Goalies, once the worst athletes on their teams, are now among the best, and there’s no rolling back the years of specialized coaching they’ve received and still get. Playing on the wider, international-size ice isn’t the answer, either. Because there’s not enough scoring talent to go around, it’s easier for coaches to try to neutralize opponents’ skilled players than to ask their own players to raise their games.

There are no easy answers, but maybe the recent league-wide trend toward speed over muscle will continue and will lead to more scoring. Pittsburgh, San Jose, Tampa Bay and others thrived by emphasizing speed, and it’s likely that other teams will try to copy that formula as much as they can.

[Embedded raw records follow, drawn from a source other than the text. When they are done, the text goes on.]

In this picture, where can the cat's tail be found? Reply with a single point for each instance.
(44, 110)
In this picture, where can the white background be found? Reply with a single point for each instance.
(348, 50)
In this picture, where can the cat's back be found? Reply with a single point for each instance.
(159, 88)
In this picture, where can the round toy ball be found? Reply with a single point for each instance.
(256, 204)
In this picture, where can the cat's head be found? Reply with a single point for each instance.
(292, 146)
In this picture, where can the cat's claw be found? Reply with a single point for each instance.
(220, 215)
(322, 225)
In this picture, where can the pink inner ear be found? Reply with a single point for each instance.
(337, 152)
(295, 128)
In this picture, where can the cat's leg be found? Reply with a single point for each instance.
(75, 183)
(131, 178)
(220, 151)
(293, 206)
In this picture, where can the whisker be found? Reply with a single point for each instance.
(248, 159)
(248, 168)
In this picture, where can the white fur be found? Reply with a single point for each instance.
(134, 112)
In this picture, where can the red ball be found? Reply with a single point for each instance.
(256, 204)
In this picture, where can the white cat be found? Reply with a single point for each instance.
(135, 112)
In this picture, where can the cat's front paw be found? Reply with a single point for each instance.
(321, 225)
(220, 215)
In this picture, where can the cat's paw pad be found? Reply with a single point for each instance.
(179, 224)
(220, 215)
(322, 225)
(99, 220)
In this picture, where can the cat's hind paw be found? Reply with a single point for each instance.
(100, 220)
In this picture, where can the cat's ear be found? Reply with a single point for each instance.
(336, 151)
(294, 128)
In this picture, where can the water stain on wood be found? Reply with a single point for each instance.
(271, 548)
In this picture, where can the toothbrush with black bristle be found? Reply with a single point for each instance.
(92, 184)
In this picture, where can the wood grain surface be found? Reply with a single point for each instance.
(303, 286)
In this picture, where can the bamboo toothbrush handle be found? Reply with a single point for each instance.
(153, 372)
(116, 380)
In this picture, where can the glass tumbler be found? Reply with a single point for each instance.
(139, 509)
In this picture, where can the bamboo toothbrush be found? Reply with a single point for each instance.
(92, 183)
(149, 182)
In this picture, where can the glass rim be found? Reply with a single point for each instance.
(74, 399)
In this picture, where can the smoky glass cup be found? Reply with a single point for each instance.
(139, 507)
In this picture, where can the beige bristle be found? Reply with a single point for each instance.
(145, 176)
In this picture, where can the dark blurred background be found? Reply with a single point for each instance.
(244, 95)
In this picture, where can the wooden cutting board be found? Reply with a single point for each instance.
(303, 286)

The promise of seeing more speed is among the reasons to look forward to the new season. There will be four outdoor games, the Detroit Red Wings will bid farewell to Joe Louis Arena — which will be replaced by Little Caesars Arena — the Edmonton Oilers will inaugurate gleaming, new Rogers Place, and the league will celebrate its centennial season with events that evoke the past while its teams introduce the stars of the future.

We will miss Vincent Lecavalier, who retired, and Pavel Datsyuk, who returned to Russia, but kids such as Toronto’s Auston Matthews, Edmonton’s Connor McDavid, Winnipeg’s Patrik Laine and Calgary’s Matthew Tkachuk, among others, will continue the annual replenishment of talent that sustains the NHL, flawed though it may be.